When people ask me "why did you become a librarian" the easy answer is that I worked with librarians, enjoyed the work, enjoyed the people I worked with, and waned to join their ranks. But the deep underlying motivation is that, after working at a few game development studios, I saw a major need for improvement in the way games are made; and I saw how librarians are just the kind of person to fix those problems.
So I've begun my quest for a job as a game studio librarian. It's a bit of a ridiculous quest: I want a job that doesn't exist. But I think it should exist, and the hardest part of the quest is getting the job created.
The basic argument for why the job should exist is summed up in this Gamasutra article I wrote earlier this week. But basically, game studios are heavily reliant on knowledge and information and their knowledge is largely mismanaged. Hiring a librarian as a Knowledge Manager would go miles to improving workflow, saving money, and - crucially - improving the quality of the games being made.
This last part of the argument is the most important to me, because, as a game critic, I've often found myself in awe of the poor design choices made in games.

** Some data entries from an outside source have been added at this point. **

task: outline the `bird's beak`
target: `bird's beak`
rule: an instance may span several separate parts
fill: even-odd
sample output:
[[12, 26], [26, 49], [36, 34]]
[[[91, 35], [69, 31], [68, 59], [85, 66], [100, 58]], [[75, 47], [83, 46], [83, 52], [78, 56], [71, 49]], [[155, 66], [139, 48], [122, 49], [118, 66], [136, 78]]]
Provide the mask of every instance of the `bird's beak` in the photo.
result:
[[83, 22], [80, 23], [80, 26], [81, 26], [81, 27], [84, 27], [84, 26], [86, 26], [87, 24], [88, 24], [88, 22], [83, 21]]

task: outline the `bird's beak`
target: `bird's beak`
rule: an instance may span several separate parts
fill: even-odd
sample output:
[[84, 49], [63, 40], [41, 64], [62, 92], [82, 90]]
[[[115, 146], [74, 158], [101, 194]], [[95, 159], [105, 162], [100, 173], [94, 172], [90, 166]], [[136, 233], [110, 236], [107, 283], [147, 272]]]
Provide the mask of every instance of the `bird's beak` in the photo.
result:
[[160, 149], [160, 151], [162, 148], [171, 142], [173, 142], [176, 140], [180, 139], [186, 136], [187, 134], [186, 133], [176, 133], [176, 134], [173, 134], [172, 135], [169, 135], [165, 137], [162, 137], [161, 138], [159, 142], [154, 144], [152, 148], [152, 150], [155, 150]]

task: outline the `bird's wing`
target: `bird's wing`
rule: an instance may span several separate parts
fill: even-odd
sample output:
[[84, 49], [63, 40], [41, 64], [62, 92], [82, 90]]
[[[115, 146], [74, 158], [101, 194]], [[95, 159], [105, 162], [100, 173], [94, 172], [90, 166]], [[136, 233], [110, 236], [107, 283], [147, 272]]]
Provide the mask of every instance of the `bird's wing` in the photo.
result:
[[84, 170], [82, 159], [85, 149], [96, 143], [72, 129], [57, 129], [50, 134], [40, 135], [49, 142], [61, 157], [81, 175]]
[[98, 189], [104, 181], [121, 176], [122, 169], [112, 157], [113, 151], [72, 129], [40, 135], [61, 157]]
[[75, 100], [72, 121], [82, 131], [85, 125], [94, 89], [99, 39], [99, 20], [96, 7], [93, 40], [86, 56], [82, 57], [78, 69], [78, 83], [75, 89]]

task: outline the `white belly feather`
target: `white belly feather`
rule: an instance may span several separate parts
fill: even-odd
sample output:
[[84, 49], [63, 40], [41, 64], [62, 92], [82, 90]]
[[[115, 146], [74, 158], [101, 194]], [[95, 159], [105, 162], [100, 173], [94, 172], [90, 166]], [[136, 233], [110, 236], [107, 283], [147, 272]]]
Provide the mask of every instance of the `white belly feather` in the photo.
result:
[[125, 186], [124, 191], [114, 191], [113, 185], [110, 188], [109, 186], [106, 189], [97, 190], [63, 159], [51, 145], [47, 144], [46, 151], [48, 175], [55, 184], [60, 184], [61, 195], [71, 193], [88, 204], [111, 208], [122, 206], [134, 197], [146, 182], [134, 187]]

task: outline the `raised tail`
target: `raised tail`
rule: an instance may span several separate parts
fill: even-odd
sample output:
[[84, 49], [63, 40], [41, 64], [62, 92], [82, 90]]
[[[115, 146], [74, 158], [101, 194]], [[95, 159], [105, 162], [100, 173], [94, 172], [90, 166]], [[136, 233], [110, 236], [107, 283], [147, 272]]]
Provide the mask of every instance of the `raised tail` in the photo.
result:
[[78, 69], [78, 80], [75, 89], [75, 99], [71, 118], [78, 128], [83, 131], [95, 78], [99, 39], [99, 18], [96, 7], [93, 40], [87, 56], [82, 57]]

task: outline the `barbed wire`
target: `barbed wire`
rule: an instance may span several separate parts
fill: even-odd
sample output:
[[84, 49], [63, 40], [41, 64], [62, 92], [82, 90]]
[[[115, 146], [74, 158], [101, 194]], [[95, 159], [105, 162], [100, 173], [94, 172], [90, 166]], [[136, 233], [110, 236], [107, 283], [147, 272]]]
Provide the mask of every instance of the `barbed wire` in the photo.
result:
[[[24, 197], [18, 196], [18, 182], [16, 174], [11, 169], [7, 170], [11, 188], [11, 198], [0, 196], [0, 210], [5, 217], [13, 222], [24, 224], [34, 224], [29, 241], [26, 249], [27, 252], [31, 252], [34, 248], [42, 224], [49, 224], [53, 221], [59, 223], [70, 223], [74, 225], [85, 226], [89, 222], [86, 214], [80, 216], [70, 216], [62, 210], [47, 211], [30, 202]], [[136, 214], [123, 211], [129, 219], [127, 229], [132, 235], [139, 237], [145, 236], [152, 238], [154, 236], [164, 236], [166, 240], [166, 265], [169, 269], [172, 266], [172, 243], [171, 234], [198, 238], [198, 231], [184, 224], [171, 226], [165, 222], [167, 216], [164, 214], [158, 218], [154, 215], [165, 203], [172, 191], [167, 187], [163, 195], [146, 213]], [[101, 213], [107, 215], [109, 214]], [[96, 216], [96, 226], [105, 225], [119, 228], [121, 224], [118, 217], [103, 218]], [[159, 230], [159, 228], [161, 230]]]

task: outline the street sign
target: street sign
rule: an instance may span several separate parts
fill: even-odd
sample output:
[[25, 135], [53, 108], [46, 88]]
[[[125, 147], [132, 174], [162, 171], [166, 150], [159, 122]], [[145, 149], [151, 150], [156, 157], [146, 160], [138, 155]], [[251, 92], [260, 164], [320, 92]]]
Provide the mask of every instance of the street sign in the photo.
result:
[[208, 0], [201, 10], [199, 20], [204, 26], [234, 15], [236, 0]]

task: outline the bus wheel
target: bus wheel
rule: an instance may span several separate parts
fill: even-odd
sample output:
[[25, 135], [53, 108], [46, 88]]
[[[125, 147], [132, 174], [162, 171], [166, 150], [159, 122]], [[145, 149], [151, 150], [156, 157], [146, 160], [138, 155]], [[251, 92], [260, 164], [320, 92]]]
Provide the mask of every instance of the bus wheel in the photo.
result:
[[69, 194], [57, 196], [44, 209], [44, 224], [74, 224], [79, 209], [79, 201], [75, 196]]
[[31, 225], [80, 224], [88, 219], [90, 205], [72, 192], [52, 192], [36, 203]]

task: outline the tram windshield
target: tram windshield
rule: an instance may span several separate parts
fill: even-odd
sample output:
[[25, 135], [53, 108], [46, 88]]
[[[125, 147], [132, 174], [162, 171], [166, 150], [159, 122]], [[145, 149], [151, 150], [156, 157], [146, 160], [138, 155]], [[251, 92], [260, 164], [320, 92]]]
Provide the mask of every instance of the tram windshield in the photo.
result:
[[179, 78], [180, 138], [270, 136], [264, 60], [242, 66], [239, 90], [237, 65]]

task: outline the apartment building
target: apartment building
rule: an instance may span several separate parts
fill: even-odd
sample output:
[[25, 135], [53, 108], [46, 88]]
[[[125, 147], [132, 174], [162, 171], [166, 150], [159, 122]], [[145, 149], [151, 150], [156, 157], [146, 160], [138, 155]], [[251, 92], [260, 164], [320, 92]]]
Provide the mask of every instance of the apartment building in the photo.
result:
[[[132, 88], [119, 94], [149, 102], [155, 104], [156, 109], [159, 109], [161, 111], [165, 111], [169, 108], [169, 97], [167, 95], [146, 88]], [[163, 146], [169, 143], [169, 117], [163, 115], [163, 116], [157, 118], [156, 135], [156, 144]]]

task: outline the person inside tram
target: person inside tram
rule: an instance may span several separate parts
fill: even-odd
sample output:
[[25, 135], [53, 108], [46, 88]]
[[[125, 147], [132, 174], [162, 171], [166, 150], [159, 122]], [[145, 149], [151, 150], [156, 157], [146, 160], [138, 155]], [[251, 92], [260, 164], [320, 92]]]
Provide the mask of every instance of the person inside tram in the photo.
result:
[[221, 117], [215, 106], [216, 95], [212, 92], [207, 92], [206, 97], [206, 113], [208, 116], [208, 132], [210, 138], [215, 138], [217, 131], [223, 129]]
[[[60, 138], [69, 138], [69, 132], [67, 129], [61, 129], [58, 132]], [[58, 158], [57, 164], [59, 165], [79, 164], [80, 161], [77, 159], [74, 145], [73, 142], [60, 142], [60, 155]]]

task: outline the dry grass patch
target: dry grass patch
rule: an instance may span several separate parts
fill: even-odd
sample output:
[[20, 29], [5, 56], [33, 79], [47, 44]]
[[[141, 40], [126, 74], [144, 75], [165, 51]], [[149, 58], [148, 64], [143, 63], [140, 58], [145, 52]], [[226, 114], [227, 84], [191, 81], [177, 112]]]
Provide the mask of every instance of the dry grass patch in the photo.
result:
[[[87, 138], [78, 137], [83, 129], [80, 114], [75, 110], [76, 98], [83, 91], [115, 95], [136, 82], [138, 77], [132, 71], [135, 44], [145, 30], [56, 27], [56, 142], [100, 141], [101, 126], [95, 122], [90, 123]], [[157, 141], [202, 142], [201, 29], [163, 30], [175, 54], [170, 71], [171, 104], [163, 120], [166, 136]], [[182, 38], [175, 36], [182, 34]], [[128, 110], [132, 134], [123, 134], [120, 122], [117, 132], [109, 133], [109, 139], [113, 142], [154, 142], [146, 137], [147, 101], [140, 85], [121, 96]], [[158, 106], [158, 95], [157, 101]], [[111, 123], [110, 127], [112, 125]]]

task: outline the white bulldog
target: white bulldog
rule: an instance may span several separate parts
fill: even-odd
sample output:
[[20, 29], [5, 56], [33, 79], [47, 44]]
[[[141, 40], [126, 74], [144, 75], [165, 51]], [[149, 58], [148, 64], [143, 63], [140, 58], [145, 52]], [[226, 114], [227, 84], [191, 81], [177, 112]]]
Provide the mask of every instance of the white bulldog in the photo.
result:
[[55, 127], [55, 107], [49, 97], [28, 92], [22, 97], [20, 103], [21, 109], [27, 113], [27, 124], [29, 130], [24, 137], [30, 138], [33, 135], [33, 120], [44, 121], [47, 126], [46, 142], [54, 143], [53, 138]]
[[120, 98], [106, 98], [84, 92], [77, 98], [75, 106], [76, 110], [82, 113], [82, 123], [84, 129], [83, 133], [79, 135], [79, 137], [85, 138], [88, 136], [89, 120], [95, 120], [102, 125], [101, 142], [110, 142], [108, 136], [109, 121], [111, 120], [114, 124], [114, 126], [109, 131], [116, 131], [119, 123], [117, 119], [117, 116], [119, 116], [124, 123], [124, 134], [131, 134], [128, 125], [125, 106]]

I realize now that many of those poor decisions are made due to poor communication and a lack of information.
Socrates is attributed with the theory that people only do bad things because they don't realize what they're doing is bad; that no one is willingly evil and that evil arises from ignorance. His teachings suggest that if everyone knew the right thing to do, everyone would only do good. This theory may fall short of describing all of ethics and human behavior, but it does seem to apply to many of the things humans strive to do: when we try to make games, we don't try to make bad games, we only do so out of ignorance that what we create is bad.
I'm sure that's not entirely the case either. No doubt plenty of game studio veterans will be far more willing to lay the blame for bad games on budget cuts, time limits, and belligerent studio execs. But what are the causes for those things, if not ignorance? They didn't know what budget they needed, or didn't know what they could create with the budget they had? They didn't know how much time they needed, or didn't know what they could create within the limits of the time they had?
There's a much harder case to be made for the studio execs side of thing; I suppose an argument could be made that many of them just want to make money, even at the cost of making a bad game. But I don't want to write off execs just yet; if nothing else, recent trends towards Metacritic requirements suggest that execs at least have some concept that a good game is more profitable.
Which brings me back to that core issue: how do we help execs to know how to make good games? The answer, obviously, is librarians. Librarians facilitate knowledge exchange, and one of those bits of knowledge that could be exchanged is knowledge of what is a good game and how to make it. With a good knowledge management system in place in a game development studios, execs can tap into their entire pool of expertise to assist in crucial decision-making tasks, rather than bear the brunt (and pay the costs) of decision-making alone.
So my quest continues to get a job as a game studio librarian. The catch, I suppose, is convincing those execs that librarians can help them make better games and make more money. And I'm not really sure how I'm going to accomplish that.